我对R中的循环有点新意,也是从Json转换为data.frame的东西。
我在json文件中有这样的数据:
{
"players": {
"111111": {
"tLastEvent": 1432523322.429,
"tActive": 30793.195000172,
"tSocial": 1915.0230002403,
"nBlockBreak": 2315,
"nBlockPlace": 3051,
"sMove": 141554.58326606,
"loc": {
"w": "111111",
"x": 222222,
"y": 222222,
"z": 2222222
},
"social": {
"22222": 42.579999923706,
"333333": 2318.8910028934,
"44444": 440.19000005722,
"55555": 5417.4040002823,
"66666": 913.04000043869,
"7777": 1737.2639997005,
"88888": 419.68400025368,
"6666666": 972.16700005531,
"999999": 241.88300061226
}
}
目前我从这里得到了一些好主意,而且我到目前为止
origininfo<-fromJSON("stats_100_players.json")
socialpl<-origininfo$players[[1]]$tSocial
socialinfo <- as.data.frame(lapply(socialpl,rbind))

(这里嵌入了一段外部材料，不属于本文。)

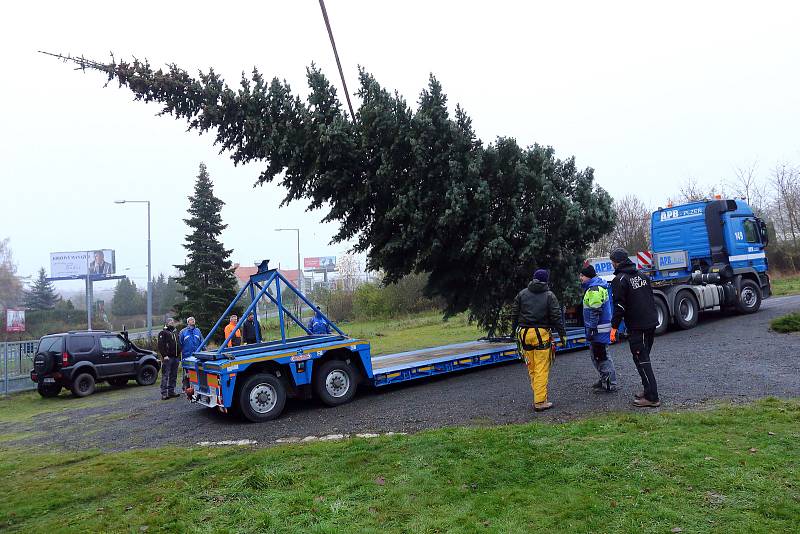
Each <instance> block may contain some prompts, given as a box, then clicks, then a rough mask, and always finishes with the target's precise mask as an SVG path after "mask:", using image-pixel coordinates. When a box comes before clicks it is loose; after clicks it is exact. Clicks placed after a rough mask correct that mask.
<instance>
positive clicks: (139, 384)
mask: <svg viewBox="0 0 800 534" xmlns="http://www.w3.org/2000/svg"><path fill="white" fill-rule="evenodd" d="M157 378H158V369H156V366H155V365H152V364H149V363H146V364H144V365H142V366H141V367H139V370H138V371H137V372H136V383H137V384H139V385H140V386H152V385H153V384H155V383H156V379H157Z"/></svg>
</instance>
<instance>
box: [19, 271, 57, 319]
mask: <svg viewBox="0 0 800 534" xmlns="http://www.w3.org/2000/svg"><path fill="white" fill-rule="evenodd" d="M59 300H61V297H59V296H58V295H57V294H56V288H55V287H54V286H53V283H52V282H50V281H48V280H47V274H46V273H45V270H44V267H42V268H41V269H39V275H38V276H37V278H36V281H35V282H34V283H33V285H32V286H31V288H30V290H29V291H27V292H25V307H26V308H29V309H31V310H52V309H53V308H55V307H56V304H58V301H59Z"/></svg>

colnames(socialinfo, prefix = "social")
结果我得到了一个小行:
structure.1915.0230002403...Dim...c.1L..1L..
1
1915.023
当然我有更多的球员,结构是一样的,但我该如何崩溃呢?
所以这是我的其他问题,我可以更改添加其他变量的哪些内容?如何在不必每次编写代码的情况下为30个文件执行此操作(所有都具有相同的结构?
提前致谢。
编辑1:
对于答案中的功能:
{
"players": {
"209": {
"tLastEvent": 1428843834.06,
"tActive": 38087.053002357,
"tSocial": 12595.439997435,
"nBlockBreak": 1203,
"nBlockPlace": 1259,
"sMove": 159226.12087558,
"loc": {
"w": "279576",
"x": -150.46255768861,
"y": 105.531226699,
"z": 11111
},
"social": {
"279578": 4131.6009998322,
"279581": 578.5170006752,
"279579": 104.48099970818,
"279586": 194.46699929237,
"279592": 1223.5819990635,
"279594": 657.69799971581,
"279738": 979.95199990273,
"279740": 3092.1240000725,
"279959": 114.17499995232,
"282352": 6.5269999504089,
"282354": 454.35900020599,
"283245": 21.192000150681,
"283257": 185.67299985886,
"283262": 198.18899941444,
"283280": 33.197999954224,
"284033": 200.12299990654,
"284035": 419.58199977875
}
},
"210": {
"tLastEvent": 1429132071.012,
"tActive": 88717.513002872,
"tSocial": 10737.395000458,
"nBlockBreak": 23681,
"nBlockPlace": 20924,
"sMove": 106778.98294399,
"loc": {
"w": "2222",
"x": -1693.8889200061,
"y": 71,
"z": 1111
},
"social": {
"279577": 4131.6009998322,
"279579": 271.47599959373,
"279959": 4425.5970008373,
"279988": 1.0309998989105,
"279738": 325.50400018692,
"279740": 1133.4730000496,
"280310": 1.0169999599457,
"282301": 1.0130000114441,
"282354": 415.23199987411,
"283257": 1.0079998970032,
"284033": 20.141000270844,
"284035": 10.302000045776
}
},
"211": {
"tLastEvent": 1428688172,
"tActive": 1059.9219996929,
"tSocial": 375.95699930191,
"nBlockBreak": 219,
"nBlockPlace": 6,
"sMove": 883.21344060341,
"loc": {
"w": "279576",
"x": -130.9778811327,
"y": 81,
"z": 111111
},
"social": {
"279578": 271.47599959373,
"279577": 104.48099970818
}
},
"212": {
"tLastEvent": 1428254467.317,
"tActive": 2135.6659991741,
"tSocial": 659.75200080872,
"nBlockBreak": 40,
"nBlockPlace": 20,
"sMove": 4789.0751244105,
"loc": {
"w": "22222",
"x": 1269.528314042,
"y": 72,
"z": 1111111
},
"social": {
"279577": 578.5170006752,
"279592": 81.235000133514
}
}
}
}
答案 0 :(得分:0)
考虑从目录中提取的json文件列表中带有lapply()
的已定义函数。在构建数据框转换列表时,您需要unlist()
嵌套项: loc 和 social :
library(jsonlite)
mypath = "path/to/json/files"
jsonfiles <- list.files(path = mypath, pattern=".json", full.names=TRUE)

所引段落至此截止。